Iron ore price drops on China’s appeal to cut steel output

Hot steel on conveyor. Stock Image.

Benchmark iron ore futures in China dropped almost 6% on Wednesday after the country urged the steel industry to produce less crude steel next year amid the government’s carbon neutrality plan.

Iron ore prices have more than doubled in 2020, putting the steelmaking raw material on track to be the top-performing major commodity globally for a second straight year as speculative money floods in and Chinese demand holds firm.

But the Ministry of Industry and Information Technology called on the steel sector to “resolutely” cut crude steel output and ensure an annual drop in 2021.

The most active iron ore futures on the Dalian Commodity Exchange have gained 37.8% this quarter and 21.5% in December alone.

Transitioning the Chinese economy to carbon-neutrality within a few decades could cost $5.5-trillion

As the world’s largest producer of steel at 1.1 billion tonnes in 2020, China has shut down 150 million tonnes of annual production capacity from 2016-2020.

“Output cut can further improve the steel sector’s supply and demand situation… break and ease issues of deformed profits due to high raw material prices,” CITIC Securities told Reuters.

Reasonable control of steel production can safeguard profit margins of mills and prevent high prices from getting transferred to the downstream sectors, CITIC added.

The most-traded iron ore futures on the Dalian Commodity Exchange, for May delivery, closed down 3.5% to 984 yuan ($150.65) a tonne, the lowest in nearly three weeks.

Coking coal futures were down 3.3% to 1,641 yuan per tonne, after shedding 4.7% in early trade.

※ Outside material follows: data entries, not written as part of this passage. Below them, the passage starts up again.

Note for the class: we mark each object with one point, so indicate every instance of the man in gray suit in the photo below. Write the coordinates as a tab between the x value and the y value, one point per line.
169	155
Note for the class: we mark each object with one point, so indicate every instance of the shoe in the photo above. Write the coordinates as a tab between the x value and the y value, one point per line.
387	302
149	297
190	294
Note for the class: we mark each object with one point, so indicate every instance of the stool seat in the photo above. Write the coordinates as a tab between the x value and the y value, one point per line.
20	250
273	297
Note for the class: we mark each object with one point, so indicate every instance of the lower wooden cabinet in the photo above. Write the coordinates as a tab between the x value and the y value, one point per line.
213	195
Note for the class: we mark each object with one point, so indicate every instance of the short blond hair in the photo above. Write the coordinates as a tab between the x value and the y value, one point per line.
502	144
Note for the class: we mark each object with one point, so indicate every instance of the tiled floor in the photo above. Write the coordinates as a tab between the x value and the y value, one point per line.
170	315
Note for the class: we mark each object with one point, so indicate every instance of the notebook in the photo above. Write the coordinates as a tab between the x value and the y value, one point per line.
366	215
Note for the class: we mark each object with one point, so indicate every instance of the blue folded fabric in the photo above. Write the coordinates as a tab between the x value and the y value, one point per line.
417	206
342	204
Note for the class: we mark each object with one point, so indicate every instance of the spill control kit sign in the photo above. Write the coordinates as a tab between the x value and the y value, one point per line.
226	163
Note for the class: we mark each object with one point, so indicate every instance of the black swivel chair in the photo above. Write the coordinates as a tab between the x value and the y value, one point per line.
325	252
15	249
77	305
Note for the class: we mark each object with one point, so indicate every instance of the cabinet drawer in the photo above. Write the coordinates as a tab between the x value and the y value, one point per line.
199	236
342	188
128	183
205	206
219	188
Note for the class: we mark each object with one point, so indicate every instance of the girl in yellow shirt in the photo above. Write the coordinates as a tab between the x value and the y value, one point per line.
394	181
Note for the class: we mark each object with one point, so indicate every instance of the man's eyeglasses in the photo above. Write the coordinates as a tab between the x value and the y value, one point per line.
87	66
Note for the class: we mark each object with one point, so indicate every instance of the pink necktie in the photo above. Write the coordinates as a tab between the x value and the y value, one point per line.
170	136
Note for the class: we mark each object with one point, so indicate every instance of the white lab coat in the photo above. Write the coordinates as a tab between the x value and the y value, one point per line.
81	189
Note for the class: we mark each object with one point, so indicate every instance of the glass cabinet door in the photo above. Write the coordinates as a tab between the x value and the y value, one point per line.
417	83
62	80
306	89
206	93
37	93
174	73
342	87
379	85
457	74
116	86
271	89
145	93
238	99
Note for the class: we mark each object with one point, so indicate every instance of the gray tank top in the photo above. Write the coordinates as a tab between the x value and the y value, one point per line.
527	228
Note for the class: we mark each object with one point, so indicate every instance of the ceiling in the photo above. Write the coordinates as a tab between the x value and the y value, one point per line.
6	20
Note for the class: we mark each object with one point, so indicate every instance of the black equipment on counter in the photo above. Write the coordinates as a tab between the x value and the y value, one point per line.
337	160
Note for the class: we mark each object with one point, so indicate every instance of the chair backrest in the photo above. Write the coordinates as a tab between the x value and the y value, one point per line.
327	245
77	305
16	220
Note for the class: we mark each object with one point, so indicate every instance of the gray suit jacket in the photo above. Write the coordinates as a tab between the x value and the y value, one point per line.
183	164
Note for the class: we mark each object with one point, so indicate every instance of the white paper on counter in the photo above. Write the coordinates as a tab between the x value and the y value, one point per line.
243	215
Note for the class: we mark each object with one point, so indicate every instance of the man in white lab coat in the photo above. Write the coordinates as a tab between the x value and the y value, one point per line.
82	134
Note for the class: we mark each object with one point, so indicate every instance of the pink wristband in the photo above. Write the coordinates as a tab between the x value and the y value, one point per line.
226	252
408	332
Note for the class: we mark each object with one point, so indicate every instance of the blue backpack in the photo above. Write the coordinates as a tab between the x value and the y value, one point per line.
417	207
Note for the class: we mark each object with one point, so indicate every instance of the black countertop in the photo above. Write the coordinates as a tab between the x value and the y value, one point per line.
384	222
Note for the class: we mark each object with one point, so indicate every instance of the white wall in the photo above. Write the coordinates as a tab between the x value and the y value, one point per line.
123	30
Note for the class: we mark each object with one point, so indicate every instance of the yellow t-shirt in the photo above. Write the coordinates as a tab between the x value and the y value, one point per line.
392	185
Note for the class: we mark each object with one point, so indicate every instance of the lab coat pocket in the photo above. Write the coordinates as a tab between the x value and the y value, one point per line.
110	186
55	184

Dalian coke futures slipped 0.1% to 2,822 yuan a tonne.

Carbon neutrality

President Xi Jinping announced in September that China plans to go carbon-neutral by 2060. The country is the world’s largest energy consumer and greenhouse gas emitter, it mines and burns half the world’s coal, and is the top importer of oil and natural gas.

Transitioning the Chinese economy to carbon-neutrality within a few decades could cost $5.5-trillion, Sanford C. Bernstein & Co estimates.